🤖 AI Summary
Addressing challenges in modeling complex multiscale dynamical systems—including strong nonlinearity, sensitivity to initial conditions, difficulty capturing high-frequency dynamics, and incomplete observations—this paper proposes an interpretable multiscale learning framework. Methodologically, it integrates partition of unity (PU), singular value decomposition (SVD), and sparse higher-order SVD, coupled with neural networks: PU enables local macro-micro协同 prediction; SVD isolates dominant modes to decouple multiscale behaviors; sparse higher-order SVD robustly reconstructs high-dimensional dynamics from limited or incomplete observations. The framework supports cross-scale modeling and full-scale dynamic approximation, achieving high accuracy while ensuring strong scalability and physical interpretability. Empirical results demonstrate significantly improved prediction reliability and generalization capability in practical scenarios involving sparse sensing and partial observability.
📝 Abstract
Modeling and predicting the dynamics of complex multiscale systems remains a significant challenge due to their inherent nonlinearities and sensitivity to initial conditions, as well as limitations of traditional machine learning methods that fail to capture high frequency behaviours. To overcome these difficulties, we propose three approaches for multiscale learning. The first leverages the Partition of Unity (PU) method, integrated with neural networks, to decompose the dynamics into local components and directly predict both macro- and micro-scale behaviors.

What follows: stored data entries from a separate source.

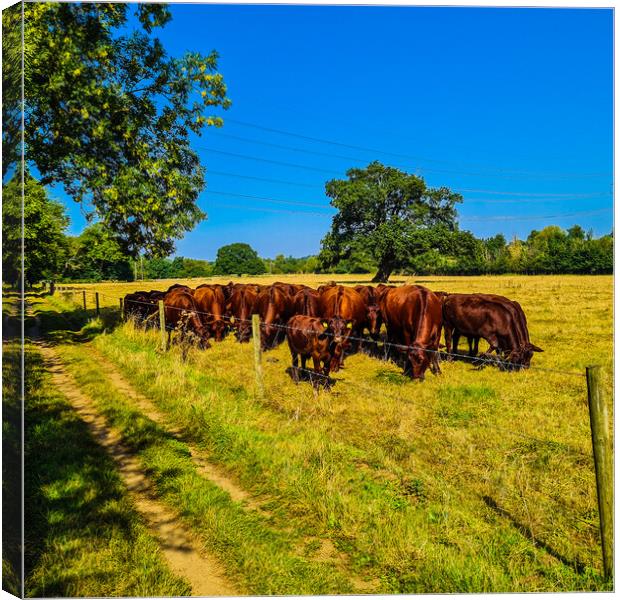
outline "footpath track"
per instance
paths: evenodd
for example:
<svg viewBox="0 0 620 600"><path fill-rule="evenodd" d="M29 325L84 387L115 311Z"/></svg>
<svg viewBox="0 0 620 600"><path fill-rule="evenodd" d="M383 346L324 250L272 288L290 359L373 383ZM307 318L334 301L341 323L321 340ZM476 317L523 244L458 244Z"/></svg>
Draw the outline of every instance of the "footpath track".
<svg viewBox="0 0 620 600"><path fill-rule="evenodd" d="M199 549L199 543L179 522L177 515L157 500L138 458L99 414L93 400L82 392L53 347L41 340L38 318L35 317L28 334L41 352L54 386L64 394L93 438L114 460L137 511L158 541L170 569L189 582L193 596L238 595L239 590L228 580L219 561L203 548Z"/></svg>
<svg viewBox="0 0 620 600"><path fill-rule="evenodd" d="M168 433L177 439L182 440L192 455L192 461L196 465L196 470L203 477L209 479L215 485L221 487L228 492L231 499L235 502L241 502L246 508L251 510L257 510L264 514L267 513L261 508L261 503L256 501L252 496L244 489L242 489L232 478L224 473L217 465L213 464L208 458L206 453L202 452L192 444L188 443L184 439L183 433L180 429L170 426L166 416L160 412L155 405L143 394L136 391L133 386L123 377L119 370L107 359L101 352L99 352L94 346L89 347L89 351L96 357L101 369L101 373L107 377L107 379L128 399L130 399L134 405L149 419L163 426Z"/></svg>
<svg viewBox="0 0 620 600"><path fill-rule="evenodd" d="M230 498L235 502L240 502L246 510L256 511L264 517L270 516L270 511L263 504L269 501L269 498L256 499L250 492L243 489L229 474L221 467L214 464L208 457L208 454L185 439L183 432L174 425L162 413L154 403L144 394L135 390L132 384L121 374L118 368L105 357L92 344L89 345L89 352L96 357L100 372L112 383L119 392L121 392L128 400L130 400L138 410L146 417L165 428L165 430L182 441L191 453L191 459L196 467L196 471L211 483L217 485L226 491ZM328 538L316 538L312 536L304 536L300 542L300 547L304 547L308 543L316 542L319 544L319 550L316 558L318 560L335 562L343 572L347 572L346 576L354 585L357 593L372 593L379 585L377 580L365 581L361 577L357 577L348 572L348 557L338 551L333 542Z"/></svg>

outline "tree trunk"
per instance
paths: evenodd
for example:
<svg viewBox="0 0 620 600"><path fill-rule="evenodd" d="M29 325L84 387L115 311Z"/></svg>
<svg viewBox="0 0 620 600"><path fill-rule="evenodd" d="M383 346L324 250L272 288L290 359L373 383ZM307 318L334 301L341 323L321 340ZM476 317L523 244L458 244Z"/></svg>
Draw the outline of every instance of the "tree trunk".
<svg viewBox="0 0 620 600"><path fill-rule="evenodd" d="M379 265L377 274L372 278L372 283L387 283L394 267L391 265Z"/></svg>

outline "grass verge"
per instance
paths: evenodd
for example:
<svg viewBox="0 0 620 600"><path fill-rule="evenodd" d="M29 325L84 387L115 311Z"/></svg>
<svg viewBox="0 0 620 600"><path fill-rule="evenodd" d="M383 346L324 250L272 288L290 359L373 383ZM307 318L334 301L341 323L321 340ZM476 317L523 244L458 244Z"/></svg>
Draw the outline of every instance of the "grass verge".
<svg viewBox="0 0 620 600"><path fill-rule="evenodd" d="M31 345L26 385L26 596L189 594Z"/></svg>

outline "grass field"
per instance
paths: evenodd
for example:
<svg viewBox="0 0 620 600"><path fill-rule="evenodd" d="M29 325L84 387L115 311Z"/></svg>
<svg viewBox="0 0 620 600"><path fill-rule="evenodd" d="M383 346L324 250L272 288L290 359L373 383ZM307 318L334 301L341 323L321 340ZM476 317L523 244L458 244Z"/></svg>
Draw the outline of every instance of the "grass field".
<svg viewBox="0 0 620 600"><path fill-rule="evenodd" d="M317 286L332 278L365 282L364 276L243 280ZM314 394L287 375L284 344L263 356L264 399L255 395L250 344L228 338L183 360L178 347L161 352L159 332L117 323L119 297L171 283L77 286L102 294L108 308L99 319L90 293L87 311L71 293L33 302L68 369L135 449L162 501L219 557L238 589L611 588L601 576L583 376L586 365L604 367L611 410L611 277L407 279L433 290L518 300L532 342L545 352L520 373L444 362L443 373L423 383L391 363L355 355L331 392ZM81 303L81 293L75 300ZM165 423L151 422L110 386L103 362ZM185 442L207 453L252 502L234 501L197 473L167 428L183 430Z"/></svg>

The second applies the Singular Value Decomposition (SVD) to extract dominant modes that explicitly separate macro- and micro-scale dynamics. Since full access to the data matrix is rarely available in practice, we further employ a Sparse High-Order SVD to reconstruct multiscale dynamics from limited measurements. Together, these approaches ensure that both coarse and fine dynamics are accurately captured, making the framework effective for real-world applications involving complex, multi-scale phenomena and adaptable to higher-dimensional systems with incomplete observations, by providing an approximation and interpretation in all time scales present in the phenomena under study.